To use the Adroit cluster you have to request an account on Adroit and then log in through SSH.
 

  1. Requesting Access to Adroit

    If you would like an account on Adroit, please fill out the Adroit Registration form to request an account. 
     
  2. Logging into Adroit
     

    Once you have been granted access to Adroit, you should be able to SSH into it using the command below.

    $ ssh <YourNetID>@adroit.princeton.edu
    

    For more on how to SSH, see the Knowledge Base article Secure Shell (SSH): Frequently Asked Questions (FAQ).

    If you prefer to navigate Adroit through a graphical user interface rather than the Linux command line, Adroit has a web portal option called MyAdroit (https://myadroit.princeton.edu). This enables easy file transfers and interactive jobs: RStudio, Jupyter, Stata and MATLAB. A VPN is required to access the web portal from off-campus. We recommend using the GlobalProtect VPN service.

 

How to Use the Adroit Cluster

Since Adroit is a Linux system, knowing some basic Linux commands is highly recommended. For an introduction to navigating a Linux system, view the material associated with our Intro to Linux Command Line workshop. 

Using Adroit also requires some knowledge on how to properly use the file system, module system, and how to use the scheduler that handles each user's jobs. For an introduction to navigating Princeton's High Performance Computing systems, view the material associated with our Getting Started with the Research Computing Clusters workshop. Additional information specific to Adroit's file system, priority for job scheduling, etc. can be found below.

To attend a live session of either workshop, see our Trainings page for the next available workshop.
For more resources, see our Support - How to Get Help page.

 

Important Guidelines

The head node on Adroit should be used for interactive work only, such as compiling programs, and submitting jobs as described below. No jobs should be run on the head node, other than brief tests that last no more than a few minutes.

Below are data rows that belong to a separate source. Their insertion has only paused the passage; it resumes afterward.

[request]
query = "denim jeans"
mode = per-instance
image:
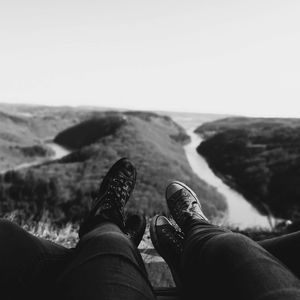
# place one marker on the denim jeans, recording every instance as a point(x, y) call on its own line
point(220, 264)
point(106, 265)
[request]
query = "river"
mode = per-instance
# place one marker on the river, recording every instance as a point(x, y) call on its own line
point(240, 212)
point(58, 152)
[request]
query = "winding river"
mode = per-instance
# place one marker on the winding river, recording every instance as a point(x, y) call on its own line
point(58, 152)
point(240, 212)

If you'd like to run a Jupyter notebook, we have a few options for running Jupyter notebooks so that you can avoid running on Adroit's head node.

 

Job Scheduling (QOS Parameters)

All jobs must be run through the scheduler on Adroit. If a job would exceed any of the limits below, it will be held until it is eligible to run. A job should not specify the qos (quality of service) into which it should run, allowing the scheduler to route the job according to the resources it requires. The tables below apply to jobs submitted via Slurm and do not necessarily apply to MyAdroit.

CPU Jobs

QOS Time Limit Jobs per user Cores per User Cores Available
test 2 hours 2 jobs 80 cores
5 nodes/user
no limit
short 4 hours 32 jobs 80 cores no limit
medium 24 hours 4 jobs 64 cores
5 nodes/all users
100 cores
long 15 days 2 jobs 64 cores
4 nodes/all users
80 cores

 

GPU Jobs

QOS Time Limit GPUs per User
gpu-test 1 hour no limit
gpu-short 4 hours 4
gpu-medium 24 hours 2
gpu-long 7 days 1

 

Running GPU Jobs

There are two GPU nodes on Adroit. The newer adroit-h11g1 node features four NVIDIA V100 GPUs each with 32 GB of memory while the older adroit-h11g4 node features two NVIDIA K40c GPUs each with 12 GB of memory.

By default all GPU jobs run on the V100 node. Use the following Slurm directive to request a GPU for your job: 

#SBATCH --gres=gpu:1

If you want your job to run on the older K40c node then use these Slurm directives:

#SBATCH --gres=gpu:1
#SBATCH --constraint=k40

Note that some codes like PyTorch and NVIDIA Rapids are not supported on the K40c node.

Use of the qos command to see the restrictions on the number of GPUs per QOS. For instance, when using all four V100 GPUs a job must have a runtime of less than four hours. See the "Job Scheduling" section for the exact limits. See the priority page for information on estimating when your queued job will run. See the TigerGPU Utilization page to see how to measure GPU utilization.

A common mistake is to run a CPU-only code on a GPU. Only codes that have been explicitly written to run on a GPU can take advantage of a GPU. Read the documentation for the code that you are using to see if it can use a GPU.